„Nicht jede Auffassung der Finanzverwaltung ist richtig. Aber jeder Steuerbescheid ist anfechtbar.“
Prof. Dr. Christoph Juhn LL.M./StB
Mandanten werden im Prüfungsverfahren entlastet, die Kommunikation mit der Finanzverwaltung strukturiert und eine belastbare Grundlage für Einspruch oder Klage geschaffen. Ziel ist nicht Verwaltung, sondern die aktive Führung des Verfahrens.
JUHN Partner übernimmt die strukturierte Vorbereitung auf Betriebsprüfungen, begleitet Mandanten während der Prüfung und führt – wenn erforderlich – Einspruchs-, Klage- und Rechtsmittelverfahren bis vor den BFH. Im Mittelpunkt steht die Durchsetzung unternehmerischer Gestaltungsentscheidungen auf Basis fundierter steuerlicher und rechtlicher Analyse.
Dies betrifft insbesondere Fälle, in denen Gestaltungsmaßnahmen, Vergütungsmodelle, Beteiligungsstrukturen oder Vermögenszuordnungen geprüft und unterschiedlich bewertet werden.
Wenn eine Betriebsprüfung nicht mehr nur Feststellungen trifft, sondern steuerliche Auffassungen hinterfragt und neu einordnet, verändert sich der Charakter des Verfahrens. Genau dann sind wir für Sie da. Denn ab diesem Punkt entscheidet nicht mehr allein die Prüfung, sondern die Struktur der Argumentation und die strategische Führung des Verfahrens.
JUHN Partner wird in solchen Konstellationen zur Einordnung von Prüfungsfeststellungen, zur strukturierten Kommunikation mit der Finanzverwaltung sowie zur Vorbereitung und Führung von Einspruchs- oder Klageverfahren hinzugezogen. Ziel ist es, Verfahrenssicherheit herzustellen und die unternehmerische Position rechtlich belastbar durchzusetzen.

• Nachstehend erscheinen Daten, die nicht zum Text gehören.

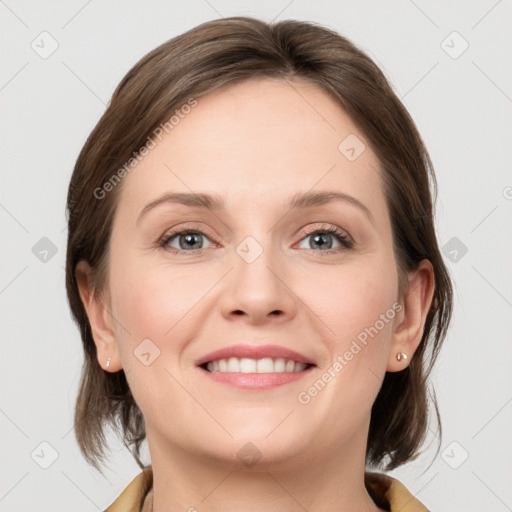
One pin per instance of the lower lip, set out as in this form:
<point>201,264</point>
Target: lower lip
<point>258,381</point>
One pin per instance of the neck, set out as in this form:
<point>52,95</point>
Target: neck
<point>332,480</point>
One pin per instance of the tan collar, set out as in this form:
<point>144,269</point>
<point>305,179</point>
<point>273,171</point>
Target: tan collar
<point>387,492</point>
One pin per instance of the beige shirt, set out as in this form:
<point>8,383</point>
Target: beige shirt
<point>387,492</point>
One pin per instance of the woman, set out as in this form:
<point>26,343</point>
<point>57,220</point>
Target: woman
<point>253,265</point>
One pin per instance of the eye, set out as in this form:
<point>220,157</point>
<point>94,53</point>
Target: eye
<point>325,239</point>
<point>185,240</point>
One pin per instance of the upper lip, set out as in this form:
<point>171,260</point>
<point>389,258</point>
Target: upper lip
<point>254,352</point>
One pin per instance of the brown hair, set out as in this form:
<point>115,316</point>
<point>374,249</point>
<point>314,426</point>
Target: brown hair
<point>194,64</point>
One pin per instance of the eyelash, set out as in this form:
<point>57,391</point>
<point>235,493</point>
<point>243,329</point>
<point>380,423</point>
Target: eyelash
<point>340,235</point>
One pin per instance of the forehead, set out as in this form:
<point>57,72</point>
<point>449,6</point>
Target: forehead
<point>263,139</point>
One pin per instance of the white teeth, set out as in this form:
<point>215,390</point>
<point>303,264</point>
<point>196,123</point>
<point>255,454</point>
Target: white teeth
<point>247,365</point>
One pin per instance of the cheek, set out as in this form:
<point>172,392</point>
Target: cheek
<point>150,302</point>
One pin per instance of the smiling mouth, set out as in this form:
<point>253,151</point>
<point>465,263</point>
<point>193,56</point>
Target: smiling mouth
<point>249,365</point>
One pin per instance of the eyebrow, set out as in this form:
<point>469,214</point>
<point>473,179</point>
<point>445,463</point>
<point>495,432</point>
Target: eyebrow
<point>301,200</point>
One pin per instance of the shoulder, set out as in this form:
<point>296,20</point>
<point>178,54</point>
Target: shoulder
<point>389,493</point>
<point>132,498</point>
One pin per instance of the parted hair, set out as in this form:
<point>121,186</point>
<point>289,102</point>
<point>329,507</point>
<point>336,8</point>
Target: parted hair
<point>191,65</point>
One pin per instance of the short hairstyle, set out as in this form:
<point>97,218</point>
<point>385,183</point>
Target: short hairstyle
<point>191,65</point>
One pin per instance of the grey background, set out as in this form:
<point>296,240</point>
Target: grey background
<point>462,105</point>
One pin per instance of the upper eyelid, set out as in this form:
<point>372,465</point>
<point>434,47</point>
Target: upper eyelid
<point>308,231</point>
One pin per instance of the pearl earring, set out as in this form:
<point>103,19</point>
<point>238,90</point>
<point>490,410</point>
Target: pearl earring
<point>400,356</point>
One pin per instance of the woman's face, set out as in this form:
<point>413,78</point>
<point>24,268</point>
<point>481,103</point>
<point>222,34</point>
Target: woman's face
<point>254,271</point>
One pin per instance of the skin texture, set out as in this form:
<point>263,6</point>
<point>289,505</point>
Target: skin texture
<point>255,144</point>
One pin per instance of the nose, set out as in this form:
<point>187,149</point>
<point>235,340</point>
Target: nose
<point>259,291</point>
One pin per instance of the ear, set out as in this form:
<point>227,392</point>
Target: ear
<point>411,322</point>
<point>100,320</point>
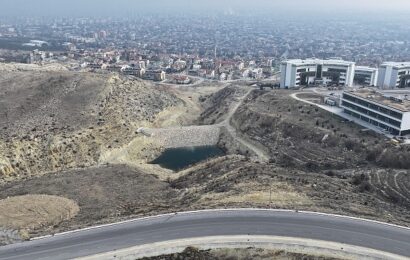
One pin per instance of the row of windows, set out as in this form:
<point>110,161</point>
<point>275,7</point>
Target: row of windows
<point>373,122</point>
<point>372,114</point>
<point>373,106</point>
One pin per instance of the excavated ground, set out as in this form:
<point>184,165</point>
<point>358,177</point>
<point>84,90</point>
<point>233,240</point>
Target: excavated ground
<point>316,161</point>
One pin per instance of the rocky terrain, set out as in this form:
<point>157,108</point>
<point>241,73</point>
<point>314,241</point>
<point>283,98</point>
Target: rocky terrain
<point>58,121</point>
<point>75,136</point>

Im Steuerstreit geht es für Unternehmer um Ergebnissicherheit. Abweichende Auffassungen zu steuerlichen Gestaltungen, Vergütungsfragen oder Vermögenszuordnungen wirken sich unmittelbar auf Steuerlast, Liquidität und persönliche Haftungsrisiken aus. Ohne klare Struktur wird aus einer Prüfung schnell ein unkalkulierbares Risiko.
Eine strategisch geführte Begleitung sorgt dafür, dass Prüfungsfeststellungen eingeordnet, steuerliche Bewertungen nachvollziehbar begründet und dort angegriffen werden, wo sie wirtschaftlich oder rechtlich nicht tragen. Einsprüche, Klagen oder Aussetzungen der Vollziehung werden gezielt eingesetzt – nicht zur Eskalation, sondern zur Sicherung Ihrer Position.
Das Ergebnis ist Planungssicherheit: Verfahren bleiben steuerbar, Risiken begrenzt und unternehmerische Handlungsspielräume erhalten. Nicht jede Auseinandersetzung lässt sich vermeiden – aber Sie behalten jederzeit die Kontrolle über Richtung und Ergebnis.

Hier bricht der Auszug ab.